In my stupid droopy apron, I’m caught at the intersection of multiple power dynamics: those of good taste, gentrification, new money, bodies/wellness, San Francisco’s fucked prices, plus the usual mix of gender, class, race, ability, people’s various complexes about dessert. It would be ignorant to dismiss these dynamics, the information they impart about my city and the world. From where I stand, things look funny and grim. The other day a courier came in to pick up a corporate breakfast order. When I asked the name, he looked nervous.

“They don’t like me to spread it around,” he said. He glanced over his shoulder, then whispered: “AI. It’s the order for AI.”

I told everyone about this exchange, how we were making eggs-in-a-hole for transhumanists, before a waitress smirked and said, “D’ya mean the order for the Art Institute?” I turned into soft serve, dripped to the floor. I still think it makes a good story.

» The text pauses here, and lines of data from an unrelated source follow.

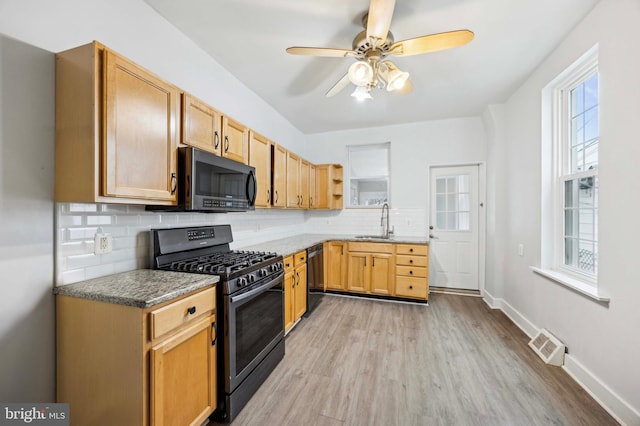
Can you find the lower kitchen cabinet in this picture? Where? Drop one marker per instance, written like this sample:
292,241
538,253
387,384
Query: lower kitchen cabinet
370,268
295,288
412,271
124,365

When you work in a place where you don’t feel respected, it seems natural to mine cheap thrills from the whole situation: to lean into the surreality of being paid to smile, to sink deep in the body that strangers snap their fingers at. True, I see sex everywhere. True, I could psychoanalyse a cereal box. But I don’t think it’s just me that feels these things, the lone pervert poking brioche. During a slow hour at the bakery, “I Wanna Be Your Dog” started to play on the sound system. My coworker gave me a look. “Cute,” they said. “That’s cute.” We licked jam off our fingers and stared into space, until someone replaced it with Jason Mraz.